A Rival Creation
Page 24
He pushed another forkful of mince and mashed potato into his mouth. It was the same with her surprises, he thought. He had once told Victoria soon after their first meeting that he loved the way she seemed to live in the present, relaxed and willing to grab any opportunity of pleasure. Now he never knew when Victoria was about to turn every day into a feast. He could be sitting reading, tired and sleepy from a long day’s uninspiring slog and she would appear with a rug and their supper in a basket lined with red and white check cloth. ‘A picnic in our own sitting-room, that’s great,’ he’d say because this fun-filled monster was his creation. But this evening, apart from pointing out that as it was such a gloomy day, she had cooked his favourite food, Victoria was quiet. In bed he found out why.

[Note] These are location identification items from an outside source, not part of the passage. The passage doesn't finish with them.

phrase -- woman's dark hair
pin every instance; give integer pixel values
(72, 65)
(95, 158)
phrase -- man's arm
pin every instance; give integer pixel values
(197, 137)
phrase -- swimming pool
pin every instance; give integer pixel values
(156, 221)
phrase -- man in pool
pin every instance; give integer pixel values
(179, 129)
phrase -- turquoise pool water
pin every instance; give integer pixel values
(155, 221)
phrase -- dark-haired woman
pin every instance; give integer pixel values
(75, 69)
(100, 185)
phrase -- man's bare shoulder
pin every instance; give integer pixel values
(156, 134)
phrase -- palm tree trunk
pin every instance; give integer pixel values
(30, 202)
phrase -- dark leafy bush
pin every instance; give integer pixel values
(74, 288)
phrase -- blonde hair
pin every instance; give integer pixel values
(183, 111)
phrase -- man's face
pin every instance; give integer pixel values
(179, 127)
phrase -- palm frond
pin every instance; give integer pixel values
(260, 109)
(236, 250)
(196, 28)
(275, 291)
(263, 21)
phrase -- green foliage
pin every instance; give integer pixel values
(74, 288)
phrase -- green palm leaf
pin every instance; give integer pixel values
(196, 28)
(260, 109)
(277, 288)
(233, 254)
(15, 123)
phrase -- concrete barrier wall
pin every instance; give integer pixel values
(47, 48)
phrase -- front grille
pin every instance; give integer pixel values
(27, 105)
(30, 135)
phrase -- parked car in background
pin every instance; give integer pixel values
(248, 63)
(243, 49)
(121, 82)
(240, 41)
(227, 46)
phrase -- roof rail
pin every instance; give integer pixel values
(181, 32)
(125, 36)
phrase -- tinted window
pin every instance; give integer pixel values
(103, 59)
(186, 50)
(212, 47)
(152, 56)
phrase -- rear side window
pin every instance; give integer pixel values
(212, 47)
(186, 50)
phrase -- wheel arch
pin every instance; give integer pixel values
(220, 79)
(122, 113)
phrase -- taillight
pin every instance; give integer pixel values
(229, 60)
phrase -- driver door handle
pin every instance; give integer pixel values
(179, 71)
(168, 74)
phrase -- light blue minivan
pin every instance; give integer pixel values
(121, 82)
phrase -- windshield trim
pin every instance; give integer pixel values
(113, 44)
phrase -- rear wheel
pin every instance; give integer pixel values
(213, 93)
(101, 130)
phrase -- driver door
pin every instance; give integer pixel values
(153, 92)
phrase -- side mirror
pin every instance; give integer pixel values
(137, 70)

‘You’re so cold towards me these days,’ she said with a snuffle. She snuggled closer and with her voice choked with emotion, her hands busy across his body, she said, ‘Make love to me Oscar. Don’t reject me. I can’t stand it if you reject me.’ Her hands, small and strong continued their work expertly, rubbing squeezing, caressing. ‘Please Oscar, what’s wrong with me? Am I so disgusting?’ She wept openly now, as she slithered on top of him, her naked body soft and light against his. ‘Hold me please Oscar. I’m your wife. Don’t reject me again.’ She shook from all the weeping. ‘If I’m so revolting to you I might as well kill myself.’ She pressed against him, rubbing her knee up and down his thigh, and his body, a creature of habit, responded.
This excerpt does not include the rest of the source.